Tan Jinzhuang

Personal information
- Born: 27 January 2003 (age 23) Kaijiang County, Dazhou, China

Sport
- Sport: Field hockey
- Position: Defender
- Club: Sichuan

Youth career
- Years: Team
- 2015–?: Dazhou Sports School

Senior career
- Years: Team / Caps / Goals
- –: Sichuan / - / -

National team
- Years: Team / Caps / Goals
- 2022–: China / 30 / (1)

Medal record
Women's field hockey
Representing China
Olympic Games
| Silver medal – second place | 2024 Paris | Team |
Asia Cup
| Gold medal – first place | 2025 Hangzhou |  |
Asian Champions Trophy
| Silver medal – second place | 2024 Rajgir |  |
Junior Asia Cup
| Silver medal – second place | 2024 Muscat |  |

= Tan Jinzhuang =

Chinese field hockey player (born 2003)

Tan Jinzhuang (born 27 January 2003) is a Chinese field hockey player.
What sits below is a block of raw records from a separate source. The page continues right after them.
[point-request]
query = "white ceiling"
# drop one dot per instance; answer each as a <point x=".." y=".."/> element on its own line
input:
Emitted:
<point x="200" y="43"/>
She competed at the 2024 Summer Olympics and won a silver medal.

==Biography==
Tan Jinzhuang was born on 27 January 2003 in Kaijiang County, Dazhou, China. She attended Yifu Primary School in Dachuan, Dazhou. In 2015, at the age of 12, she began her field hockey career at Dazhou Sports School. In 2018, she was a member of the team representing Dazhou No. 1 Middle School that competed at the 13th Sichuan Provincial Games. She competed at the 2nd Youth Games in 2019, helping her team place second, and in 2021, she competed at the 14th National Games representing Shaanxi, with her team placing sixth.

Tan competes for the Sichuan club. In November 2022, she was a member of teams winning both the National Women's Field Hockey Championship and the National Youth Women's Hockey Championship. Later that month, she was called up to the China women's national field hockey team for the first time. Tan led her club to a repeat national championship in 2023. She also competed internationally for China at the 2023 Asian Games and the 2023 world championships.

Tan was selected to compete for China at the 2024 Summer Olympics. She helped the team reach the finals with a 4–3 win over Belgium in the semifinals. In the finals, China played against the Netherlands and ended with a 3–1 loss, thus receiving the silver medal. By October 2024, she had appeared for the national team a total of 30 times, with one goal scored.